BBA Ballot: Goose Gossage Award

Chicago Cubs relief pitcher Carlos Marmol closes out the San Diego Padres in the ninth inning for a save during their MLB National League baseball game in San Diego, California September 30, 2010.  REUTERS/Mike Blake (UNITED STATES)

The Brewers Bar has been partnering with Bernie’s Crew on these ballots for the Baseball Bloggers Alliance awards.  Bud Black won the NL Connie Mack Award for best manager, but we gave Bobby Cox our first place vote.  Buster Posey was named the winner of the NL Willie Mays Award for best rookie, but Jason Heyward was our vote.

Today, we’re submitting our ballots for the Goose Gossage Award, going to the best reliever in each league.  Once again, Jim and I had to do very little — if any — debating on our placement.
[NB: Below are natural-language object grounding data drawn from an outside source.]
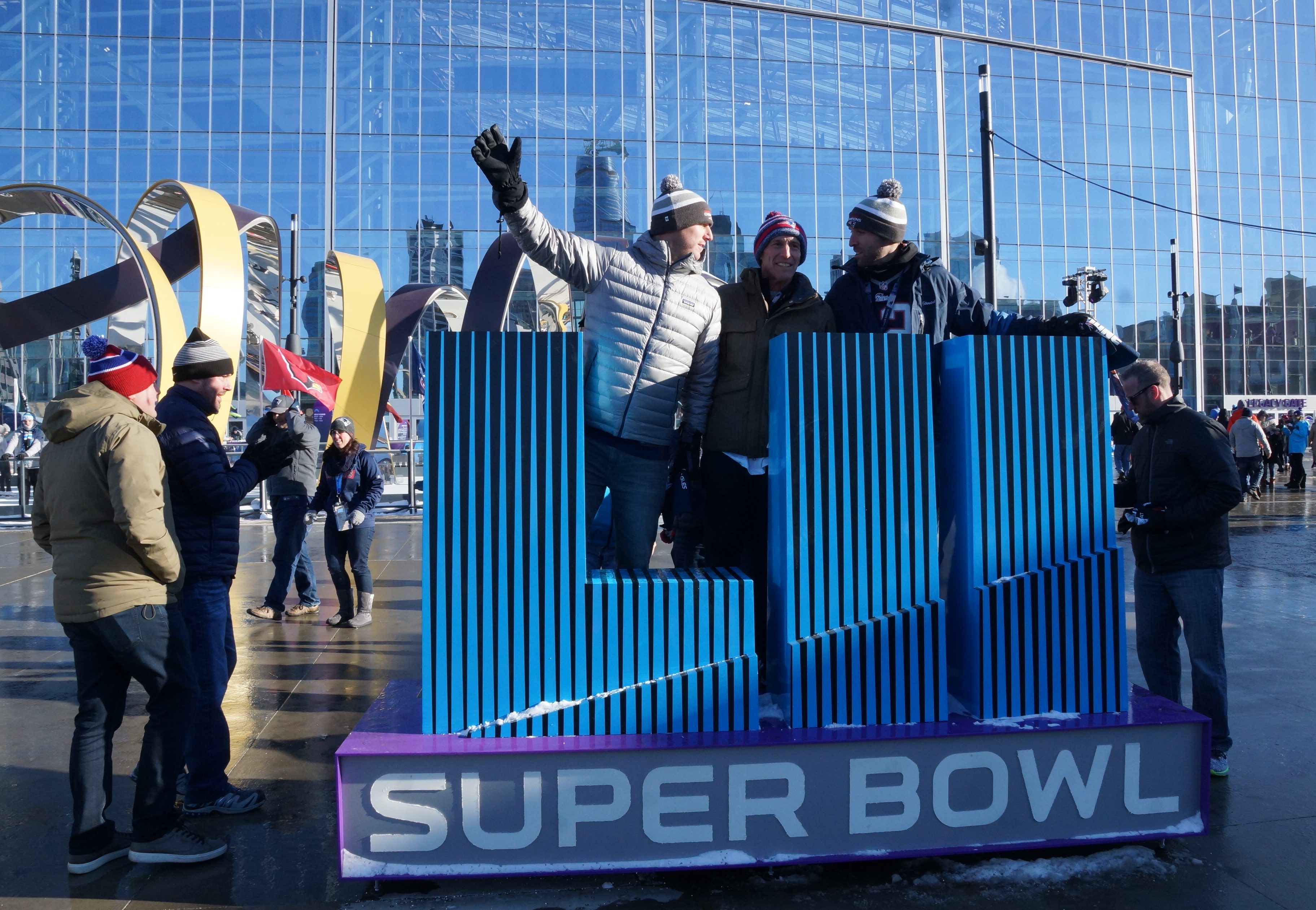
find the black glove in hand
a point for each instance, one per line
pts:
(1082, 325)
(271, 454)
(502, 167)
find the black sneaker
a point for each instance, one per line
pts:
(235, 802)
(82, 863)
(178, 846)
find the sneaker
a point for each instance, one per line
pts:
(235, 802)
(178, 846)
(82, 863)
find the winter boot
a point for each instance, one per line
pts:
(345, 611)
(365, 601)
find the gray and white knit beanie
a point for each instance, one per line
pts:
(882, 214)
(201, 358)
(677, 208)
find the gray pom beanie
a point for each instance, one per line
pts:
(678, 208)
(882, 214)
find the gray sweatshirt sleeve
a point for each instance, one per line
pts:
(577, 261)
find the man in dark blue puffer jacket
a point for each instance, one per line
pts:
(206, 492)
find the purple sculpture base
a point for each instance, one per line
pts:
(433, 806)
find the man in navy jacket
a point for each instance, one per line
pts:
(204, 495)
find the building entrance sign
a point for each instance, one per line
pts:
(570, 720)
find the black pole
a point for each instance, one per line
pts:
(294, 342)
(989, 245)
(1177, 342)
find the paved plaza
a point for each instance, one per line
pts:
(301, 687)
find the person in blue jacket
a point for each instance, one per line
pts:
(349, 491)
(1298, 433)
(204, 492)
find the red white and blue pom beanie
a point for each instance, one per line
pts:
(776, 226)
(115, 369)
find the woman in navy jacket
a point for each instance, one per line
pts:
(349, 490)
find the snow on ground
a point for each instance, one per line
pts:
(1049, 871)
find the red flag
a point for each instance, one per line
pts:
(286, 371)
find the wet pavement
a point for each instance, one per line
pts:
(301, 687)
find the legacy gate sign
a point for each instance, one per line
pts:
(469, 806)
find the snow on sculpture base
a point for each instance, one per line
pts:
(418, 805)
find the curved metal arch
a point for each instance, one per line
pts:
(361, 363)
(218, 254)
(136, 278)
(402, 316)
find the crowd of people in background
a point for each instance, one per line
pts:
(138, 503)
1. Carlos Marmol, Chicago – The Chicago Cubs may not have been playing meaningful baseball in September, but Marmol was still the most impressive reliever of the entire year in the National League.  The right-hander compiled a ridiculous 15.99 K/9 strikeout rate, which was good for best in the entire league.  Hitters had absolutely no chance against his slider.  That pitch, by itself, was rated +19 runs above average on the season.  No one had better stuff in 2010, and that correlated to a 2.01 FIP on the year.  Pure filth.

2. Brian Wilson, San Francisco – Crazy antics, hairstyles, and clothing aside, the Giants’ closer was unbelievable in 2010.  He converted the most multi-inning saves in the league and rode his big fastball to a 1.81 ERA.  It is conceivable that the Giants may not have made the playoffs without Wilson, as his leverage index was the highest in the National League.  A lesser pitcher in those situations would have yielded worse results, and in the tight NL West, that may have not been good enough.

3. Billy Wagner, Atlanta – Coming back from a serious arm injury, nobody could have predicted Billy Wagner would enjoy such success in 2010.  The 38-year-old lefty posted a 13.50 K/9 strikeout rate and coupled that with an above-average walk rate.  Though set to retire, he proved he still had a lethal fastball/slider combination and ended the season with a career-best 1.43 ERA.  Not a bad way to ride off into the sunset.